Why would you want to be anywhere but here? Now, thinking of it, the only place I desire to be is right here, right now. But for so long, I struggled with shame or regret about my past and impatience about my future. I wasn't able to stay present because it was too uncomfortable. I was so caught up in the should’s that I was never actually where I was. I was constantly judging and guilting myself out of the wisdom and perspective that comes from the place of presence.
I should have done this, I shouldn’t have said that. The smallest mundane details became enormous obsessions and the major life choices became belittled. I felt like I didn’t know what I was doing with my life and I had no inner or outer compass to guide me. It was like I was in a perpetual state of motion but instead of actually moving I was just floating in place without any purpose.
Recently, I was having a beautiful conversation with my friend Rachel about our yoga practice, about how what we need and how we practice (everything from the style of yoga to the regularity of our practice) is always changing because whenever we make it to our mat it is the right time, no matter how long we’ve been away from our practice. There is wisdom in showing up everyday and there is wisdom in walking away. Sometimes we walk away for a long time because of injury or ignorance, and other times we do so consciously. And the same can be said of life. Sometimes we show up rearing and ready to get in the game, our energy on high and our hearts engaged in the play. But other times, we need to rest or walk away and take a break in order to reboot and redirect ourselves.
The trick is, just like with our yoga practice, to trust instead of judge these times when they come along.
During my talk with Rachel, we also got onto the topic of evolution. How our own evolutions are so sacred and truly guided, if only we have the eyes and perspective to see the journey that way. And so looking back over the past 10 years of what I think of my most authentically formative and frustrating years, I see can how every situation set me up to become who I am and where I am today.
Nothing is lost on me. None of the relationships, none of the choices, none of the opportunities or lack thereof, none of the right or wrong turns. Even the annoying slump years of trying to figure it all out and my most recent stage of stillness, which I've dubbed the magic nine month "restation-gestation" ... it all lines up ... and ironically, all the times I felt like I was fucking up or wandering around, I was actually right on track.

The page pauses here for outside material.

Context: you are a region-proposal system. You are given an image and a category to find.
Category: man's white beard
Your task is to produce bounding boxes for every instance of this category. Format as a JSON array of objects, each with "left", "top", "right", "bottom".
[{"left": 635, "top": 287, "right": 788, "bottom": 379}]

I know this now only because I can see where I've come from. I'm now deeply confident where I'm at in life and keep uncovering more and more of the authentic woman I am by taking the "good" hand in hand with the "bad" and appreciation for the certain just as much as the uncertain. I’ve healed many of my shadows and I’ve learned grace from the sacred medicine they have offered me. I’ve progressed and regressed. I’ve taken flight and fallen. I’ve met beautiful people who have simultaneously held me up and torn me down to my most bare bones. I’ve become who I am and I am grateful for every moment and every experience that has carried me to this place.
The big theme of this life is, how do can I stay present while I’m in pain? How can I stay present when it’s uncertain, even if I know it’s the right thing to do? How can I stay here, when my heart hurts or my body hurts or my soul doesn’t feel comfortable?
The answer I've learned for myself is ...
I can stay here because I know that it won't always be this way ... and that these moments of uncertainty or discomfort are typically the ones that lead me to the most magic.
People who are truly and authentically happy don’t have perfect lives. It isn’t that everything goes right for them. It’s that they walk through the fire of pain, through the flames of purification and they come out on the other end grateful for the meaning, growth and PERSPECTIVE it has given them.
It's all about perspective, babe. It's about choosing to see your challenges as gifts. It's knowing that beauty lies just behind the breakdown if you are only patient and willing enough to see it that way. It's that true meaning in life comes from experiencing moments as they unfold in real time and learning to staying present in order to fully absorb the essence and and value of what is happening for you in the here and now.
So my question to you is ... how can you stay present to the wisdom and magic that this moment has to offer you?